Comincerà mercoledì 10 agosto, in forte anticipo rispetto allo scorso anno

In altro articolo pubblichiamo l’intervista esclusiva rilasciata al nostro Giuseppe Casagrande dallo «Chef de Cave» della Ferrari, Ruben Larentis, che precisa la sua esperienza in merito.
Qui diamo spazio alla notizia tecnica della vendemmia Ferrari, che si presenta problematica, ma non
L’estate particolarmente calda che stiamo vivendo ha determinato un forte anticipo dei tempi di raccolta delle uve, confermando la scelta di iniziare la vendemmia nei vigneti di Ferrari Trento sin dal 10 agosto, ben 16 giorni prima rispetto allo scorso anno.
 
Si inizierà ovviamente dai vigneti più in bassa quota, dove sarà necessaria una vendemmia non solo anticipata, ma anche molto veloce, salendo poi di quota, dove i grappoli hanno una maturazione più graduale, dettata dalle variazioni termiche più sensibili tra giorno e notte, fondamentale caratteristica dei vigneti di montagna, che assicura, anche in annate così calde, una buona acidità delle uve, elemento fondamentale per la produzione di bollicine eccellenti.
«Ricordando un po’ quella del 2003, la vendemmia 2022 si profila nella norma dal punto di vista della quantità e, nonostante l’andamento stagionale, con prospettive buone dal punto di vista qualitativo, grazie alle piogge di inizio agosto, ma soprattutto ai particolari accorgimenti messi in pratica nei vigneti di Chardonnay e Pinot Nero di Ferrari Trento», – commenta Marcello Lunelli, Enologo e Vicepresidente di Ferrari Trento.
 
Fondamentali in questo senso sono, quindi, le buone pratiche in vigna che gli agronomi Ferrari affinano ogni vendemmia, praticata esclusivamente a mano per una ulteriore selezione delle uve, passaggio finale dell’importante lavoro svolto nel corso di tutta la stagione con grande meticolosità.

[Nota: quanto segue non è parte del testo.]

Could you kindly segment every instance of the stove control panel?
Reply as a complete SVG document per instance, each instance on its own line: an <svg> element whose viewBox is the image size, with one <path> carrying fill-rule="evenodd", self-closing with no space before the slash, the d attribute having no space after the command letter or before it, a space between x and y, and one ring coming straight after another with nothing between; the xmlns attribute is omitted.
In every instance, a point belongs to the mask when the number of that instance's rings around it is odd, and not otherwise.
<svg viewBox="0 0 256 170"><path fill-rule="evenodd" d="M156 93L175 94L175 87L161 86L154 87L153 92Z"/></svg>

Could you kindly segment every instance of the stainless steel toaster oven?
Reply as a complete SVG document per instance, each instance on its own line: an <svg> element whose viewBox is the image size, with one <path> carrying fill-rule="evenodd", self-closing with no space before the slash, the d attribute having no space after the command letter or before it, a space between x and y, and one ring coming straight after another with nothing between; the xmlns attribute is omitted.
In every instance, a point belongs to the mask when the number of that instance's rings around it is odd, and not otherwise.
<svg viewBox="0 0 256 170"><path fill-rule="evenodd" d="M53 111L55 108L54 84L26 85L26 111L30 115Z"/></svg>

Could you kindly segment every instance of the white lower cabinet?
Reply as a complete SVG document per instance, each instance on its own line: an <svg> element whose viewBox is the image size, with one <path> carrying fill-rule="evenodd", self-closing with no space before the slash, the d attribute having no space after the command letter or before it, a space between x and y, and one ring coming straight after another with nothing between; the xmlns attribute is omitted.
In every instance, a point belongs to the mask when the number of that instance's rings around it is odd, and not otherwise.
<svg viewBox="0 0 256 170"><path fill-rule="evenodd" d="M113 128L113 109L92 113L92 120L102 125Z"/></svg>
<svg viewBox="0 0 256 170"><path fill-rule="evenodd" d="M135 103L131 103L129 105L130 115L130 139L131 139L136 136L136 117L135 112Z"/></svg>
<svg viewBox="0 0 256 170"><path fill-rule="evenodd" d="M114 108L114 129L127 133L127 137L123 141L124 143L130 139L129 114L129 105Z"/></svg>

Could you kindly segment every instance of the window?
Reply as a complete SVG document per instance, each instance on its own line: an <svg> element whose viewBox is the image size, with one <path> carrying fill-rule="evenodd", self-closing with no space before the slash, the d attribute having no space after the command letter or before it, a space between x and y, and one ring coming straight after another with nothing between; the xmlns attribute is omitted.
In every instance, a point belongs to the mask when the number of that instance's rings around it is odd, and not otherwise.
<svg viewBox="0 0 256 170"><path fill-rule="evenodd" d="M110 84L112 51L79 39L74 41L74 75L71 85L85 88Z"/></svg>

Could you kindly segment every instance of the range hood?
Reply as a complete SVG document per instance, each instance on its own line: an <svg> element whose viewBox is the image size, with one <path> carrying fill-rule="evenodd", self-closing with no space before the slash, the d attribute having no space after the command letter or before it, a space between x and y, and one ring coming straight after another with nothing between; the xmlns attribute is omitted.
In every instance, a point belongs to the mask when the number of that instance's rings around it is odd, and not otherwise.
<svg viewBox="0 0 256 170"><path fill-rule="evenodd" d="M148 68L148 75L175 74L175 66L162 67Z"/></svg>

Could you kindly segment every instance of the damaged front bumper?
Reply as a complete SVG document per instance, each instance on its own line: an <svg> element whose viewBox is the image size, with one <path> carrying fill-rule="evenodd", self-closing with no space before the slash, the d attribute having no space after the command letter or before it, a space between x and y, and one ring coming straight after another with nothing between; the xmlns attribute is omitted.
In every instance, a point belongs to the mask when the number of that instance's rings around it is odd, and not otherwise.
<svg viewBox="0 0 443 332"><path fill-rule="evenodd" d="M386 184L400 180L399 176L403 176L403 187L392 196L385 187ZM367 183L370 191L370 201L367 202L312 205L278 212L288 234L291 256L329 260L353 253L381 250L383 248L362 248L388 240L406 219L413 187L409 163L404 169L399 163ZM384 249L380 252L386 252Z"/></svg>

Tra le pratiche fondamentali per una gestione ottimale delle risorse idriche sono da citare la pratica dei sovesci con sostanze organiche che trattengono l’acqua, il lavoro per ottenere una sempre maggior porosità dei terreni, la lavorazione dei vigneti secondo una logica di massimo equilibrio vegetativo e sostenibilità e, non ultima, la scelta di fare ricerca su nuovi portainnesti, come il tipo M, cioè gli apparati radicali di ultima generazione, frutto di una intensa attività di studio condotta dall’Università di Milano con il supporto di Winegraft, di cui Marcello Lunelli è Presidente, che garantiscono di risparmiare fino al 40% del consumo di acqua.
 
Nella sua continua ricerca dell’eccellenza, dalla vigna al bicchiere, Ferrari lavora da anni nell’ottica di una sempre maggiore sostenibilità e qualità delle sue uve, tanto che i suoi vigneti sono certificati biologici dal 2017 e i vigneti conferenti seguono un rigido protocollo di sostenibilità.
La lungimiranza, inoltre, di aver investito in vigneti sempre più in alta quota si è dimostrata una scelta assolutamente determinante, in questi anni di cambiamento climatico, per mantenere costante la qualità dei suoi Trentodoc, le «bollicine di montagna» per eccellenza.